Architecture Diagram

img_1.png

Overview

  1. S3: To prepare s3 backet use terraform provided within this example.

  2. Transfer: An application that replicates changes from S3 to Clickhouse.

  3. Clickhouse: An open source big data platform for distributed storage and processing.

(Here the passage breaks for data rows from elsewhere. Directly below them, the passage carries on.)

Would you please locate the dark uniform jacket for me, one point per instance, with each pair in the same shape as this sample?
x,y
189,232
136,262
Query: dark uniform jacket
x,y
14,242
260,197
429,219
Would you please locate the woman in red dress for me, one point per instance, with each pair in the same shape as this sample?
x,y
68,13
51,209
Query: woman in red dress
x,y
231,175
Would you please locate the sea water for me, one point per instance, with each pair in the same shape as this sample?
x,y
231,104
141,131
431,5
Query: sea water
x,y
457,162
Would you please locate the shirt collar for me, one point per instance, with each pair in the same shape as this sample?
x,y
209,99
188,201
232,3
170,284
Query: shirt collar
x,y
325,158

  4. Load Generator: To generate load we will load files to S3 via aws cli command.

Getting Started

Prerequisites

  • Docker and Docker Compose installed on your machine.
  • AWS CLI here
  • S3 bucket created via terraform here

Setup Instructions

  1. Clone the Repository:

    git clone https://github.com/doublecloud/transfer
    cd transfer/examples/s3sqs2ch
  2. Prepare S3 Bucket:

    terraform init
    terraform apply \
       -var="bucket_name=MY_BUCKET_NAME" \
       -var="sqs_name=MY_SQS_NAME" \
       -var="profile=MY_PROFILE_NAME"
  3. Access to Clickhouse: Access to ClickHouse via CLI:

    clickhouse-client --host localhost --port 9000 --user default --password 'ch_password'
  4. Seed S3 bucket with files:

    #!/bin/bash
     export BUCKET=MY_BUCKET_NAME
     export PROFILE=MY_ACCESS_KEY
     for i in {1..10}
     do
     echo '{"id": '$i', "value": "data'$i'"}' > "file_$i.json"
     aws s3 cp "file_$i.json" s3://${BUCKET}/ --profile ${PROFILE}
     rm "file_$i.json"
     done
  5. Build and Run the Docker Compose:

    export BUCKET=MY_BUCKET_NAME
    export ACCESS_KEY=MY_ACCESS_KEY
    export SECRET_KEY=MY_SECRET_KEY
    export QUEUE=MY_SQS_NAME
    export ACCOUNT=MY_AWS_ACCOUNT_ID
    export REGION=MY_AWS_REGION
    
    docker-compose up --build

Configuration Files

  • transfer.yaml: Specifies the source (Mysql) and destination (CH) settings inside docker-compose
id: test
type: INCREMENT_ONLY
src:
  type: s3
  params:
    Bucket: ${BUCKET}
    ConnectionConfig:
      AccessKey: ${ACCESS_KEY} # YOUR ACCESS_KEY
      S3ForcePathStyle: true
      SecretKey: ${SECRET_KEY} # YOUR SECRET_KEY
      UseSSL: true
    ReadBatchSize: 1000999900
    InflightLimit: 100000000
    TableName: my_table
    InputFormat: JSON
    OutputSchema: # Schema format, each item here will be resulted in clickhouse column
      - name: id
        type: int64
        key: true # Will be included in clickhouse primary key
      - name: value
        type: string
    AirbyteFormat: ''
    PathPattern: '*.json'
    Concurrency: 10
    Format:
      JSONSettings: {}
    EventSource:
      SQS:
        QueueName: ${QUEUE}
        OwnerAccountID: ${ACCOUNT}
        ConnectionConfig:
          AccessKey: ${ACCESS_KEY} # YOUR ACCESS_KEY
          SecretKey: ${SECRET_KEY} # YOUR SECRET_KEY
          UseSSL: true
          Region: ${REGION}
    UnparsedPolicy: continue
dst:
  type: ch
  params:
    ShardsList:
      - Hosts:
          - clickhouse
    HTTPPort: 8123
    NativePort: 9000
    Database: default
    User: default
    Password: ch_password
transformation: '{}'
type_system_version: 8

Exploring results

Once docker compose up and running your can explore results via clickhouse-cli

Exploring Results Verify Data in Clickhouse: Open the Clickhouse CLI and run:

SELECT count(*)
FROM my_table

It will prompt:

┌─count()─┐
│      10 │
└─────────┘

If we add more files:

    export BUCKET=MY_BUCKET_NAME
    export PROFILE=MY_ACCESS_KEY
    for i in {11..20}
    do
    echo '{"id": '$i', "value": "data'$i'"}' > "file_$i.json"
    aws s3 cp "file_$i.json" s3://${BUCKET}/ --profile ${PROFILE}
    rm "file_$i.json"
    done

It will automatically ingest 10 more files:

SELECT count(*)
FROM my_table

It will prompt:

┌─count()─┐
│      20 │
└─────────┘

Stopping the Application

To stop the Docker containers, run:

docker-compose down

Conclusion

This example demonstrated setting up a CDC pipeline from S3 to Clickhouse using polling and SQS modes. It can be extended to handle large-scale data ingestion and complex transformations.